By Kathleen M. Howley
Sept. 5 (Bloomberg) -- U.S. home-price growth slowed during the second quarter from a year earlier in the sharpest three-month plunge on record, according to a government report issued today that indicates this year's housing slump is deepening.
``The wheels are coming off the housing market,'' said Scott Anderson, an economist at Wells Fargo & Co. in Minneapolis.
Prices for single-family homes rose an average of 1.17 percent during the period, compared with 3.65 percent growth in the second quarter of 2005, according to a report issued today by Office of Federal Housing Enterprise in Washington. The drop was the biggest since the agency began keeping records in 1975. The report doesn't give an average price, only the percent of change.
The quarterly slowdown came during the ``spring selling season,'' when about half of a year's home sales typically occur, suggesting the housing market may be slowing more rapidly than economists including Anderson initially predicted. In 2005, the last of five record years for home sales and price gains, the second quarter was the strongest, according to Ofheo data.
Higher mortgage rates discouraged buyers and pushed the inventory of existing homes on the market to 3.86 million in July, the highest ever recorded, the National Association of Realtors said Aug. 23. The supply of new houses for sale in July rose to a record 568,000, the Commerce Department said Aug. 24.
``The housing market is cooling in a very significant way,'' Ofheo Director James Lockhart said in today's report.
The last time the three-month appreciation rate was slower was the fourth quarter of 1999 when the prices grew 1.12 percent, according to the report.
Five states showed price declines during the second quarter, led by Michigan, down 0.72 percent, Massachusetts, falling 0.44 percent, and Maine, dropping 0.2 percent.
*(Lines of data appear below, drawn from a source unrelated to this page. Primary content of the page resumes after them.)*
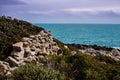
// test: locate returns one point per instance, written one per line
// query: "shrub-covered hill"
(11, 31)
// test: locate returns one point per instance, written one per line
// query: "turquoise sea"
(99, 34)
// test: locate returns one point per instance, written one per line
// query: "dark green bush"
(36, 72)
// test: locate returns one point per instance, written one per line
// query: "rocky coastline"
(33, 48)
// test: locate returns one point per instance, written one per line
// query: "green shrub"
(36, 72)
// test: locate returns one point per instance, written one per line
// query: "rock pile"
(32, 48)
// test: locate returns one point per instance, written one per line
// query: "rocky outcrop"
(33, 48)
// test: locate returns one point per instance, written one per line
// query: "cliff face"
(21, 42)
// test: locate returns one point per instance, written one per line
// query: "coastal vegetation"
(68, 66)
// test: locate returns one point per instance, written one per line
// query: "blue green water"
(99, 34)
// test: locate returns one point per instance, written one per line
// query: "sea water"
(90, 34)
The biggest gainers were New Mexico, up 4.22 percent, Oregon, rising 3.99 percent, and Idaho, increasing 3.78 percent. New York rose 0.9 percent and New Jersey gained 1.85 percent.
Overstating Gains?
The housing sector may be weaker than the report indicates because the index excludes condominium and luxury home sales, said Robert Mellman, an economist at JP Morgan Chase & Co. in New York. The index measures changes of values for single-family properties that have loans bought or securitized by Fannie Mae or Freddie Mac. It excludes houses that have mortgages higher than $417,000, the maximum allowed in 2006 for loans bought by the government- chartered companies.
``To the extent that pricing at the high end of the market and pricing for condos are especially weak, the Ofheo index may be overstating price gains,'' Mellman said in a note to clients.
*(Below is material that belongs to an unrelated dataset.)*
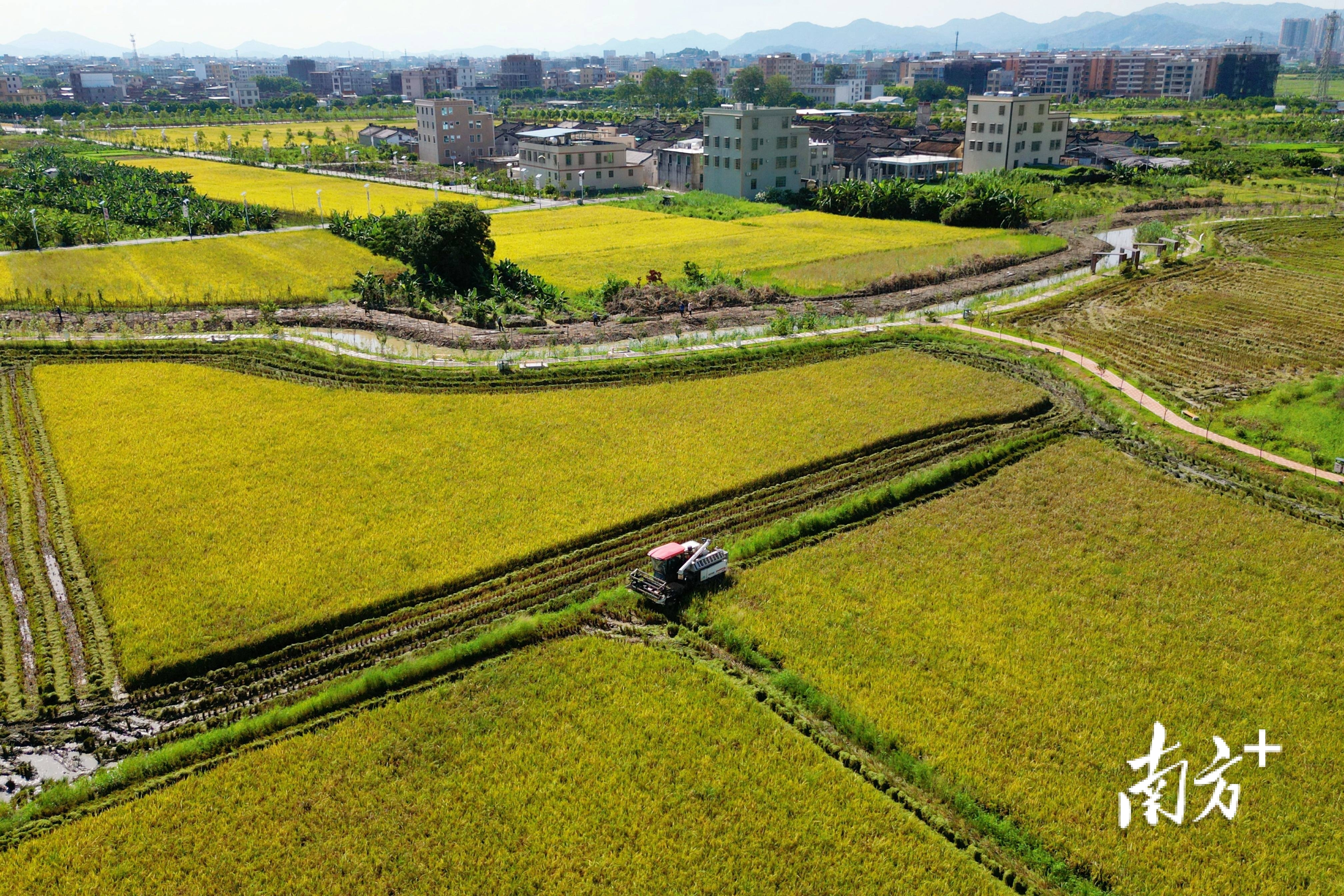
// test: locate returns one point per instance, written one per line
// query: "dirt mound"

Sales of existing houses and condominiums declined to an annual rate of 6.69 million in the second quarter from a 7.19 million pace a year earlier, the National Association of Realtors said on Aug. 15. The median price for a condominium dropped 0.3 percent to $225,800 from a year ago, the first decline on record, while the median for a single-family home rose 3.7 percent to $227,500, the slowest pace in six years.
Contracts Plunge
Contracts to buy previously owned homes plunged in July by the most since the terror attacks of September 2001, the real estate trade group said in a Sept. 1 report. Its index of signed purchase agreements fell 7 percent to 105.6 after no change in June.
Home sales and construction account for 6 percent of the U.S. gross domestic product, said Michael Darda, chief economist at MKM Partners in Greenwich, Connecticut. Adding ancillary purchases such as new furnishings and renovations, the housing sector influences as much as 23 percent of GDP, according to the Joint Center for Housing Studies at Harvard University in Cambridge.
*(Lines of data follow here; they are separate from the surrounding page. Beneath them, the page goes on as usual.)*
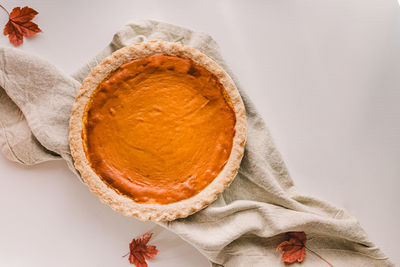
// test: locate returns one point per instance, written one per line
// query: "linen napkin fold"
(246, 223)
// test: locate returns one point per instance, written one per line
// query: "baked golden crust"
(121, 203)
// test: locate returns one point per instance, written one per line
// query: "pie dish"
(157, 130)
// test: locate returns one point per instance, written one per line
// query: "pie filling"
(159, 129)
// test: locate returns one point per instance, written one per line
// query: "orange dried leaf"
(20, 25)
(139, 251)
(293, 249)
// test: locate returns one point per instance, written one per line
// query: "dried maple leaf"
(293, 249)
(140, 251)
(20, 25)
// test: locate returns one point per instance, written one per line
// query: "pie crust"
(120, 202)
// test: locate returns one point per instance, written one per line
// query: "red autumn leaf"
(20, 25)
(293, 249)
(140, 251)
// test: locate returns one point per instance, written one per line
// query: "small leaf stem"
(5, 10)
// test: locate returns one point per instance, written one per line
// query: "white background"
(324, 74)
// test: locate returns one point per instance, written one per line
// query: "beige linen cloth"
(247, 222)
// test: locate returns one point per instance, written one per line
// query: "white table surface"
(324, 74)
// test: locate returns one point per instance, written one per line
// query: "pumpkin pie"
(157, 130)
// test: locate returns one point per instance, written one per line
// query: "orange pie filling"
(159, 129)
Rising home prices also spur consumer spending by loosening the wallets of homeowners who feel wealthier as their net worth increases, said Drew Matus, economist at Lehman Brothers Inc. in New York.
Consumer Spending
``If you believe consumers are spending some of the money they think they're getting from their homes, then you can anticipate if those home prices level off or fall,'' that consumer spending growth may slow, Matus said.
The average rate for a 30-year fixed mortgage was 6.78 percent in June, the highest since April 2002, according to Freddie Mac data. Last week, the rate averaged 6.48 percent.
Over the past half century, the average price of U.S. homes has risen 5 percent a year, according to Frank Nothaft, chief economist at Freddie Mac, the No. 2 U.S. mortgage buyer.
Home prices probably will increase 3.2 percent this year, a quarter of 2005's 12 percent pace, David Berson, chief economist of Fannie Mae, the largest U.S. mortgage buyer, said in an Aug. 16 forecast.